Delegados do Partido Democrata de Michigan, na convenção de endosso de primavera do partido em Detroit, votaram para apoiar o advogado Amir Makled para o Conselho de Regentes da Universidade de Michigan, derrotando o regente incumbente Jordan Acker. O partido também endossou o regente incumbente Paul Brown para a segunda vaga na chapa.
Delegados do Partido Democrata de Michigan endossaram o advogado de direitos civis Amir Makled para o Conselho de Regentes da Universidade de Michigan na convenção de endosso de primavera do partido em Detroit no domingo, segundo o partido e vários veículos de imprensa de Michigan. O endosso substituiu o regente incumbente Jordan Acker na chapa democrata para as duas vagas de regente que estarão na cédula das eleições gerais de novembro de 2026.

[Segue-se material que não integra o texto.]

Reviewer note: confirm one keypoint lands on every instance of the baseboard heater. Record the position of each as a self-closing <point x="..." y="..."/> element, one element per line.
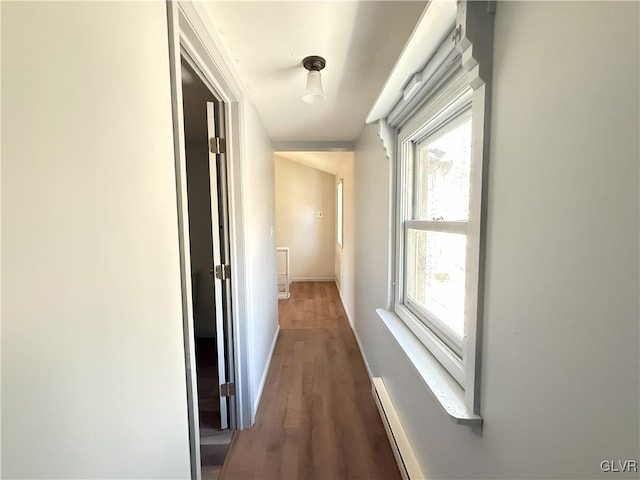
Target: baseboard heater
<point x="407" y="462"/>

O Partido Democrata de Michigan informou que mais de 7.200 membros compareceram ao que descreveu como a maior convenção de endosso do partido e listou Brown e Makled como seus candidatos endossados para o Conselho de Regentes da Universidade de Michigan.
A disputa pela regência tornou-se um dos concursos mais controversos da convenção, à medida que ativistas e facções partidárias entraram em conflito sobre a forma como a universidade lidou com os protestos pró-Palestina no campus durante a guerra Israel-Hamas. Reportagens da Bridge Michigan e da Michigan Public Radio Network descreveram a derrota de Acker como uma vitória proeminente para a ala progressista do partido.
Makled, advogado sediado em Dearborn, representou alguns estudantes e afiliados da Universidade de Michigan que foram acusados pela procuradoria-geral de Michigan em conexão com atividades de protesto no campus em 2024; o estado posteriormente retirou essas acusações, relatou a Bridge Michigan. A cobertura da convenção também observou que Makled obteve apoio de grupos progressistas e de alguns setores do campus e sindicatos.
Nos dias que antecederam a convenção, Makled enfrentou críticas sobre conteúdo postado anteriormente nas redes sociais — e posteriormente deletado — que, segundo a Bridge Michigan e outros relatórios citando documentação do The Detroit News, parecia elogiar figuras do Hezbollah e amplificar a retórica antissemita. Makled não respondeu às perguntas de alguns veículos sobre as publicações.
Acker, que é judeu, tem sido alvo frequente de vandalismo e ameaças ligados à controvérsia dos protestos no campus. Em junho de 2024, a polícia de Southfield investigou como um possível crime de ódio o vandalismo no escritório de advocacia de Acker, após pichações pró-Palestina serem feitas no prédio, informou a Associated Press. Em dezembro de 2024, a casa de Acker foi vandalizada e um veículo da família foi pichado com as frases "Divest" (Desinvista) e "Free Palestine" (Palestina Livre), segundo a ACLU de Michigan.
Uma controvérsia separada também intensificou a atenção sobre Acker pouco antes da convenção. O The Guardian relatou em 17 de abril de 2026 que havia revisado capturas de tela e outras evidências de mensagens de Slack atribuídas a Acker que incluíam comentários sexuais obscenos sobre uma estrategista do Partido Democrata e observações vulgares sobre uma estudante da Universidade de Michigan. Por meio de seu advogado, Acker disse que nunca usou o Slack e levantou dúvidas sobre a autenticidade das capturas de tela; seu advogado não confirmou nem negou diretamente que Acker tenha escrito as mensagens.
Os republicanos Lena Epstein e Michael Schostak estão concorrendo ao Conselho de Regentes da Universidade de Michigan na eleição de novembro de 2026, de acordo com materiais de campanha publicados e cobertura eleitoral disponível publicamente.
O Partido Democrata de Michigan não divulgou contagens de votos detalhadas para as disputas de endosso individuais em seu anúncio pós-convenção.